Ces lignes ne témoignent-elles pas également de la simplicité et de la modestie qui faisaient le charme du caractère de Botzaris, et qui contrastaient vivement avec la sauvage arrogance et la vanité que la plupart des philhellènes ont remarquées dans les autres capitaines grecs ? Ce quelque chose qu’il avait à faire le soir, et qu’il indique si légèrement, ce n’était rien moins que le sacrifice de sa vie et le salut de son pays. Au milieu des grandes préoccupations de cette journée, le héros fut plus d’une fois attriste par la pensée de sa mort prochaine. Alexandre Soutzo, auteur d’une histoire de la révolution grecque, raconte qu’à l’approche de la nuit Botzaris se retira à quelque distance des siens, et qu’il s’assit absorbé dans une sombre rêverie. Toussas, son parent, qui l’avait suivi à son insu, le surprit versant des larmes ; il n’osa l’interroger. Marc, l’ayant aperçu, lui tendit la main ; « Que mon devoir est pénible ! dit-il ; je te recommande ma femme et mes enfans. »

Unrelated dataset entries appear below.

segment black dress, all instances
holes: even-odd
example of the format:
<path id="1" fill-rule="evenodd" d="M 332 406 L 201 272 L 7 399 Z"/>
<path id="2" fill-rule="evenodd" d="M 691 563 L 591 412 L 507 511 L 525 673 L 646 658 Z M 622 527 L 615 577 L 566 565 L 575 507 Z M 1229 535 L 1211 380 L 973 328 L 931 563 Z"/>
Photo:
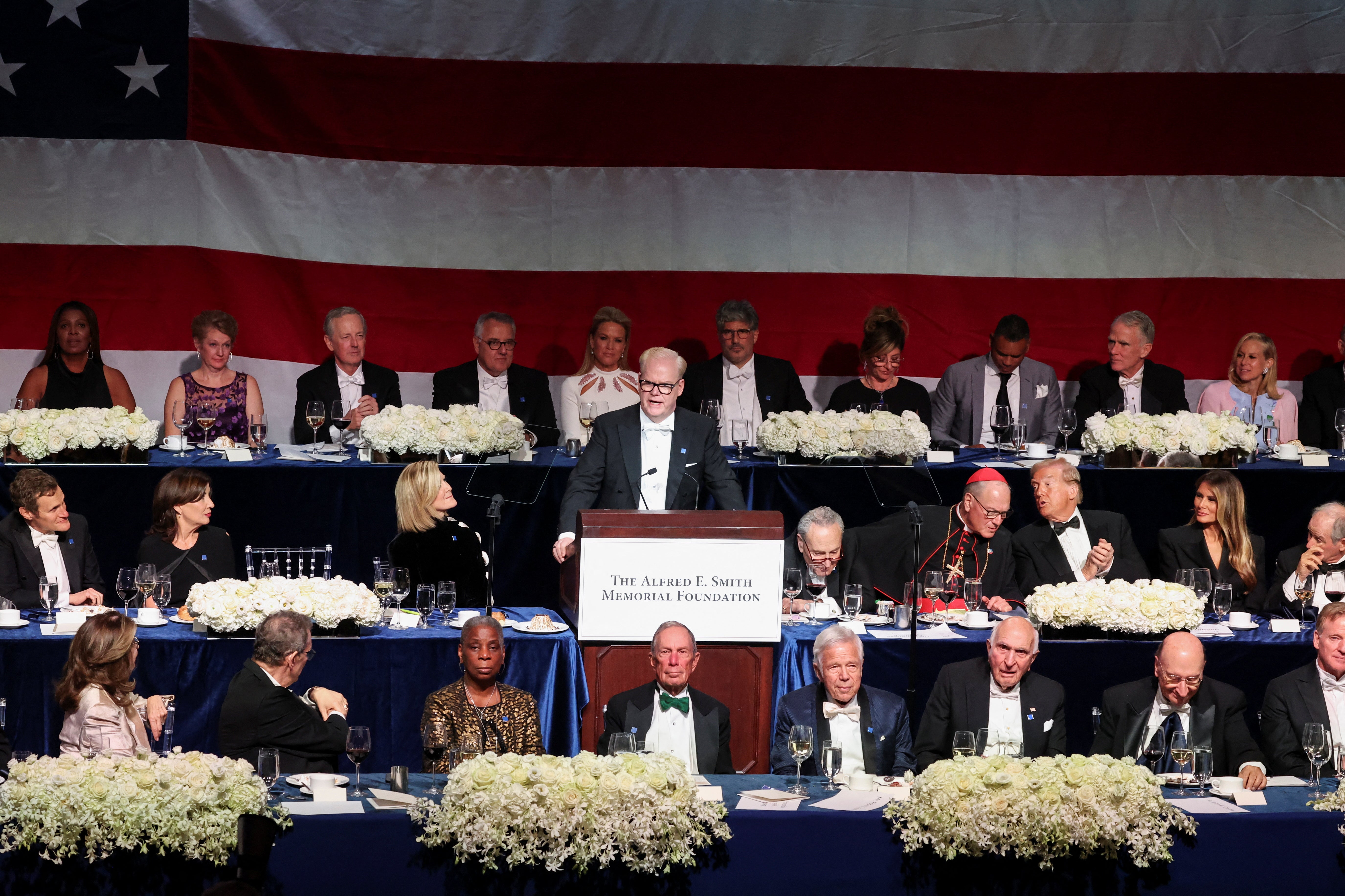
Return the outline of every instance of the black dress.
<path id="1" fill-rule="evenodd" d="M 401 532 L 387 545 L 393 566 L 412 572 L 412 594 L 421 583 L 457 583 L 457 606 L 486 606 L 486 555 L 482 536 L 465 523 L 444 517 L 425 532 Z"/>
<path id="2" fill-rule="evenodd" d="M 227 532 L 214 525 L 196 529 L 196 544 L 186 551 L 151 532 L 140 543 L 136 563 L 153 563 L 159 572 L 167 572 L 172 582 L 168 606 L 180 607 L 191 586 L 234 578 L 234 544 Z"/>
<path id="3" fill-rule="evenodd" d="M 916 383 L 901 377 L 897 384 L 885 392 L 878 392 L 863 384 L 863 380 L 850 380 L 835 387 L 831 400 L 827 402 L 829 411 L 849 411 L 851 404 L 873 404 L 884 402 L 893 414 L 901 411 L 915 411 L 920 415 L 920 422 L 929 426 L 929 391 Z"/>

Nous tenons de bonne source un épisode qui laisse bien voir quelle pieuse tristesse vint se mêler à l’inébranlable intrépidité de Marc Botzaris pendant ses derniers jours. Sur le point d’arriver à Karpénitzi, les Grecs traversèrent, quelques heures avant le lever du soleil, le petit village de Silitza, dont les habitans dormaient encore. En passant devant une humble chapelle, Marc entendit annoncer l’office divin au moyen de deux planchettes de bois frappées

  1. Ignazio était évêque métropolitain d’Arta. Ce digne prélat soutint libéralement la femme et les enfans de Botzaris, que Blaquières rencontra à Ancône en 1824 dans un état voisin de l’indigence.
  2. Relation de l’Expédition de lord Byron en Grèce, par le comte Pierre Gamba, ex-lieutenant-colonel de la brigade organisée et commandée par sa seigneurie ; 1825.